They aren't old-style droids welding parts on a factory line. These are the robots that will sense, think, and act in society's liveliest spaces.
Guided by advanced models, the systems Jaime Fernández Fisac designs will navigate simulated street traffic, maneuver gusts in synchronized flight, and lead human dance partners in a back spot turn. But the models are not the real world. In the gap between theory and broad use that widely benefits society, lurk the dangers of overconfidence. And Fisac insists these robots be safe.
“No matter how carefully you design your model, and no matter how much data you feed your machine learning algorithm to train a very accurate model, at the end of the day this gap will exist,” said Fisac, an assistant professor of electrical and computer engineering who joined the faculty in fall 2020. “And it’s going to show up at the least convenient time.”
If he can train the systems to reason about those gaps, Fisac believes robotics will be in a far safer position. He combines game theory (a field rich in Princeton history) and cognitive science with reinforcement learning, an AI technique that trains the models to reason through millions of variations of a task.
Dance provides a neat case study as robots’ sophisticated algorithms learn how to read human behavior in ever finer detail. And they will eventually be able to predict all likely outcomes for a given scenario, moment by moment. That could be arm in arm, dancing the bolero, or zipping along the interstate in heavy traffic.

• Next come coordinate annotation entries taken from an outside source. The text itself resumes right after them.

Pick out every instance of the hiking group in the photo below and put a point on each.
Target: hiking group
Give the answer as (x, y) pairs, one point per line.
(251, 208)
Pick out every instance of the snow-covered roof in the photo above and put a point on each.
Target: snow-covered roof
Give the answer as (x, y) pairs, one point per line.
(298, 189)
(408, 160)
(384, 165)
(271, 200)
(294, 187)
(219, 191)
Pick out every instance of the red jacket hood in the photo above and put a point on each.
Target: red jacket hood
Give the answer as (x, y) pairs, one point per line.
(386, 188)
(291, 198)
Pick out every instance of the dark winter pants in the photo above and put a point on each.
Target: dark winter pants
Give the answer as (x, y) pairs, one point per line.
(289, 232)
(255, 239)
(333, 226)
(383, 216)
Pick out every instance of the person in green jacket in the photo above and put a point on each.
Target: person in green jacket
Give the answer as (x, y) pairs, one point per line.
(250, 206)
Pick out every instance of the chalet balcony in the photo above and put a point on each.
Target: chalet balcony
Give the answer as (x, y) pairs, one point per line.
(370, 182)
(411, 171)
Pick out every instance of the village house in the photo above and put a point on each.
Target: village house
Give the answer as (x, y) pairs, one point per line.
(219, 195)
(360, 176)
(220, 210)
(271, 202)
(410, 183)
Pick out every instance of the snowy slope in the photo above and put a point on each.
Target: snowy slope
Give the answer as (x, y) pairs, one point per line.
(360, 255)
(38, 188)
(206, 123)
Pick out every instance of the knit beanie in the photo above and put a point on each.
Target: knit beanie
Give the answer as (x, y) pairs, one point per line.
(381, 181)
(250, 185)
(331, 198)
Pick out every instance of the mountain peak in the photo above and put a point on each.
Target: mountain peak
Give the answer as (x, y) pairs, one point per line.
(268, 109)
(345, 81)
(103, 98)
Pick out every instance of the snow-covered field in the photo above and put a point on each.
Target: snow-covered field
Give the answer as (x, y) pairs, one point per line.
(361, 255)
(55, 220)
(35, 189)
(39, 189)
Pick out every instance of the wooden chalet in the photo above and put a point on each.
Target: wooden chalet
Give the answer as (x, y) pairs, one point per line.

But Fisac zeroes in on the qualifier — likely. It helps him flag the chasm between the plausible and the real. That sparse, intractable outer limit of the probabilistic long tail. That’s where we find real surprise. And Fisac says to guarantee safety, robots need to respond dynamically to their own failing predictions, anticipating and avoiding no-win situations.
“There’s this mutual dependence between your decisions and the decisions of others that makes or breaks your safety,” he said. “It really is a dance. And it’s probably the most important form of uncertainty that we’re going to need to grapple with in modern robotics.”